Hidden Job Metadata in Computed Tables

Overview

Job execution metadata (start time, duration, code version) should be persisted in computed tables themselves, not just in ephemeral job entries. This is accomplished using hidden attributes.

Motivation

The current job table (~~table_name) tracks execution metadata, but: 1. Job entries are deleted after completion (unless keep_completed=True) 2. Users often need to know when and with what code version each row was computed 3. This metadata should be transparent - not cluttering the user-facing schema

Hidden attributes (prefixed with _) provide the solution: stored in the database but filtered from user-facing APIs.

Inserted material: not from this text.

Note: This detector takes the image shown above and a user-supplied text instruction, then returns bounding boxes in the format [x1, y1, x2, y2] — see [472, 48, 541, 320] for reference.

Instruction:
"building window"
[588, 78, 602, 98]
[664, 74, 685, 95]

Hidden Job Metadata Attributes

Attribute Type Description
_job_start_time datetime(3) When computation began
_job_duration float32 Computation duration in seconds
_job_version varchar(64) Code version (e.g., git commit hash)

Design notes: - _job_duration (elapsed time) rather than _job_completed_time because duration is more informative for performance analysis - varchar(64) for version is sufficient for git hashes (40 chars for SHA-1, 7-8 for short hash) - datetime(3) provides millisecond precision

Configuration

Settings Structure

Job metadata is controlled via config.jobs settings:

class JobsSettings(BaseSettings):
    """Job queue configuration for AutoPopulate 2.0."""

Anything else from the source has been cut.